While the world’s attention is focused on the horrors perpetrated by the Islamic State in other parts of my country, the daily terror of barrel bombs is our gravest threat. The denials of President Bashar al-Assad about the use of these weapons ring hollow, for we are living through a hurricane of barrel bombs dropped by his regime.
These are old oil barrels, filled with up to a ton of explosives, nails, gasoline and even chlorine or other chemical agents. Dropped from a high altitude over heavily populated areas, they are crude, ruthless and indiscriminate.
A favorite regime tactic is to drop several in sequence in order to kill or maim the ordinary Syrians who have come to help the victims of the first attack. The lucky ones, like me, who have so far avoided death are subjected to the daily terror and crippling fear of the next helicopter-borne barrage of horror.
Many of my colleagues have not been so lucky. The organization Physicians for Human Rights has documented some 233 attacks on medical facilities and more than 600 health professionals killed (97 percent of whom died, they estimate, in government-led attacks).
Human Rights Watch has documented more than 1,000 barrel-bombimpact sites in Aleppo in the year since the Security Council passed Resolution 2139, which called for an end to their use in populated areas. The Security Council, including the United States, promised “further steps” if this didn’t happen.
And yet the helicopters come. The chop-chop-chop of their blades causes panic every time. And the barrel bombs continue to rain down, on our homes, on our schools and on our hospitals, often at a rate as high as 50 per day.
Why do I stay? Because it would be strange not to: This is my city. People are being killed every day. It is my duty.

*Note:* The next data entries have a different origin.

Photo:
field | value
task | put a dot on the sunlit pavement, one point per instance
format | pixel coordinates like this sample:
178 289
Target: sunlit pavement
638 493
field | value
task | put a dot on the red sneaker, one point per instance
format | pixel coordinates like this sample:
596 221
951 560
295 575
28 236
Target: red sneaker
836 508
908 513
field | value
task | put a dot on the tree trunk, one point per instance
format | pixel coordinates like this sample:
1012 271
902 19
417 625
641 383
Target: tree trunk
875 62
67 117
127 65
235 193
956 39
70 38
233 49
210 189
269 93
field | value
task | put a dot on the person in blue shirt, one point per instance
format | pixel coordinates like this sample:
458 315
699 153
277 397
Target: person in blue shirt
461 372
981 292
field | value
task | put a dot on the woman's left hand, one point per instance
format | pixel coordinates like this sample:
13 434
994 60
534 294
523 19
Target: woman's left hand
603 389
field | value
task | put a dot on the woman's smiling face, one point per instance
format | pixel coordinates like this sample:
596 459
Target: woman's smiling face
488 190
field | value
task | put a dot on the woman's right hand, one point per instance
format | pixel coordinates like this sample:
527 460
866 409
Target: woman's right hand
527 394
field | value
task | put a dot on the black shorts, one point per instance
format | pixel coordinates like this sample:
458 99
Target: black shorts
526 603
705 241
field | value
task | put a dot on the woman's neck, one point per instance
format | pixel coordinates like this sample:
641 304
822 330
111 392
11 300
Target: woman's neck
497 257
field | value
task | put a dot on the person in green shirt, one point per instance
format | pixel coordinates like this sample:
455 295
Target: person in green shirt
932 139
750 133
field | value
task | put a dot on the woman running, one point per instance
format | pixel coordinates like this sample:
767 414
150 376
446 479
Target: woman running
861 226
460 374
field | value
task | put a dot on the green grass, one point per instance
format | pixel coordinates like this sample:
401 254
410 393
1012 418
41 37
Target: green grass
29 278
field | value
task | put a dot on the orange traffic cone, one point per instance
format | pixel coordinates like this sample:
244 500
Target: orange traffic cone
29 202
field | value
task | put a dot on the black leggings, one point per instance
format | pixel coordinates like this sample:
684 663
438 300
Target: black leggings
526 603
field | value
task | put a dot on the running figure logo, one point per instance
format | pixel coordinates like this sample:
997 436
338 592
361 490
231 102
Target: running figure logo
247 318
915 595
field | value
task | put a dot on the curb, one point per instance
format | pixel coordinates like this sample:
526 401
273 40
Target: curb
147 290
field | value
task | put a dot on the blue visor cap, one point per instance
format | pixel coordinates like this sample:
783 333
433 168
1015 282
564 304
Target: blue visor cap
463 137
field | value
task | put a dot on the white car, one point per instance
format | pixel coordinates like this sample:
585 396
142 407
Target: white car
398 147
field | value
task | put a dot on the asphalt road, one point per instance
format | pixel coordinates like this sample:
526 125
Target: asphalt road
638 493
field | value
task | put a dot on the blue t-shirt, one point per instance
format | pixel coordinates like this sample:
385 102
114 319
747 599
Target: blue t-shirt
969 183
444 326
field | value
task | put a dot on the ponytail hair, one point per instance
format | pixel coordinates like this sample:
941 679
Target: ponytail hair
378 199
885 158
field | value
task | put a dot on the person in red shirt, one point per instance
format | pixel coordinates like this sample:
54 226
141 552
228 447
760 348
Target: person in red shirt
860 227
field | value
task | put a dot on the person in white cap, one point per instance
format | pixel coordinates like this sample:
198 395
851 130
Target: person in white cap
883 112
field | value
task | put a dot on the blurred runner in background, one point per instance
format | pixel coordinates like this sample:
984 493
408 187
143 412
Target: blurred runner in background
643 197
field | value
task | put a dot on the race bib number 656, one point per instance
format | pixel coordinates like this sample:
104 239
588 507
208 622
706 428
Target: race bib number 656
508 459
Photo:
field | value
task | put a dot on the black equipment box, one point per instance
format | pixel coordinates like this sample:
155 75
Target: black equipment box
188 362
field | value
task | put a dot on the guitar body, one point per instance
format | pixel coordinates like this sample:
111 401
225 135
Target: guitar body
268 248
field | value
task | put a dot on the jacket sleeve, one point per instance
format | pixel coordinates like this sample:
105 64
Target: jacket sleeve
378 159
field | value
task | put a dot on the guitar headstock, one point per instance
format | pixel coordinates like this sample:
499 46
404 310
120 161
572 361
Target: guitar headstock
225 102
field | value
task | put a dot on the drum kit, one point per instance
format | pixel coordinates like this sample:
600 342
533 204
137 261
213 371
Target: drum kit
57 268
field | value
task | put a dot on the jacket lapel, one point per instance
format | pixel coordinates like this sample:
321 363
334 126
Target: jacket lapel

The government has recently made advances into the opposition-held areas around Aleppo, raising the specter of a siege that would have devastating consequences. Our access to the little humanitarian and medical assistance that does trickle in would be cut off. A renewed government assault on the city would put scores more Marwans on my operating table, but prevent us from receiving the medical equipment and supplies we need to save their lives.
I am a doctor and a humanitarian, not a military man: It is not for me to say how the international community should protect civilians. I only know that the bombing must be stopped by all means necessary, that the carnage must end, that civilians need a protected zone where they feel safe to go about their daily lives. The Syrian government should be held accountable for the war crimes it commits every day by using barrel bombs to kill civilians and target hospitals and schools.
The United States and the international community must look beyond addressing the Islamic State alone, or simply providing humanitarian assistance. While we work toward a political resolution of the conflict, civilians need protection now — and that requires serious American leadership.